Patrząc na kilkuprocentowe spadki głównych wskaźników, można mówić o sporym zaskoczeniu rynków, jakie wywołał pomysł greckiego referendum. Zapewne zakładano, że w ostatniej chwili uda się wypracować kompromis, co jednak nie nastąpiło. Wśród inwestorów zapanowała niepewność, jak teraz potoczą się losy Grecji i jakie mogą być tego ewentualne skutki dla rynków. Większość inwestorów w takiej sytuacji wolała zapewne dmuchać na zimne, ograniczając zaangażowanie w akcjach, o czym może świadczyć skala poniedziałkowej przeceny. Niewątpliwie perspektywa opuszczenia strefy euro przez ten kraj staje się coraz bardziej realna. W ślad za dojrzałymi rynkami przecena uszczupliła portfele inwestorów w Warszawie. W efekcie indeks 20 największych spółek WIG20 zakończył sesję 1,8-proc. spadkiem, znosząc już całą tegoroczną zwyżkę. Niewielkim pocieszeniem może być to, że spadki indeksów na rozwiniętych giełdach były bardziej dotkliwe dla inwestorów, sięgając 3–4 proc.
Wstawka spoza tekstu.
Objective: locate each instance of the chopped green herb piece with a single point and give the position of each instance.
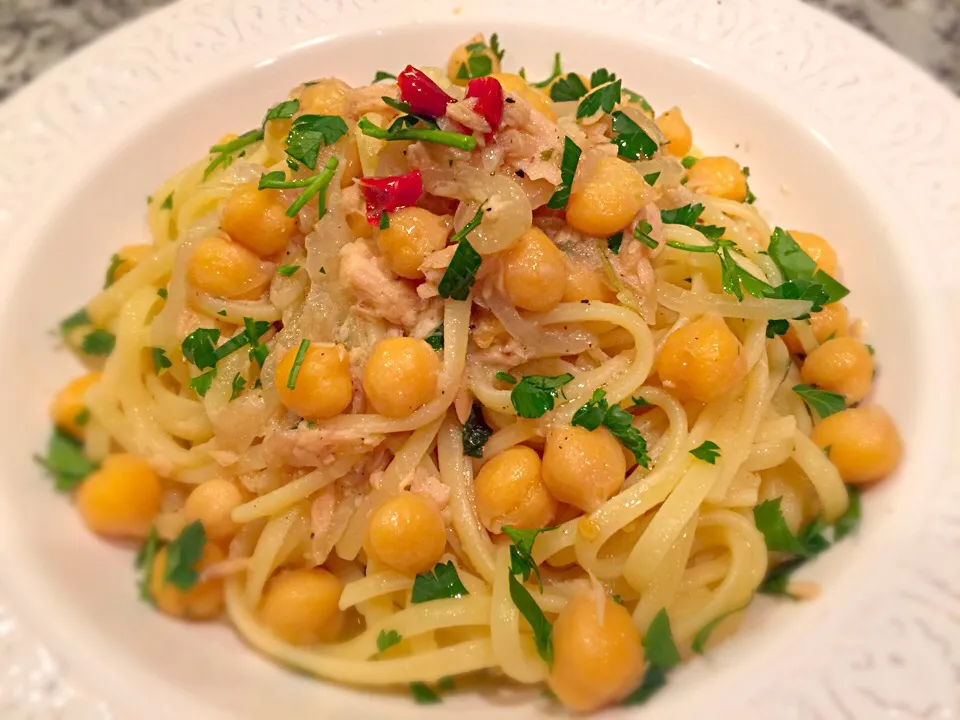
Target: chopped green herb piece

Wyprzedaż największe straty poczyniła w segmencie największym spółek z WIG20. W tym gronie przecenie oparły się jedynie walory Tauronu. Pozostali potentaci zakończyli notowania pod kreską. Uwagę zwraca ponad 5-proc. przecena Bogdanki i kolejne historyczne minimum. Podaż, choć w nieco mniejszej skali, uaktywniła się także na walorach KGHM, PZU i PKO BP. Przecena nie oszczędziła także spółek o mniejszej kapitalizacji. Indeksy mWIG40 i sWIG40 zakończyły sesję odpowiednio 1,7 i 1,4 proc. pod kreską.
Pogorszenie nastrojów nie pozostało bez wpływu na notowania walut. Odwrót graczy od ryzykownych aktywów negatywnie wpłynął na złotego. Polska waluta wyraźnie osłabiła się względem głównych walut, choć pod koniec dnia część strat udało się odrobić. Na koniec poniedziałkowych notowań za euro płacono 4,19 zł, a dolar wyceniany był po 3,76 zł. Warto zauważyć kurs franka szwajcarskiego, który wrócił powyżej poziomu 4 zł.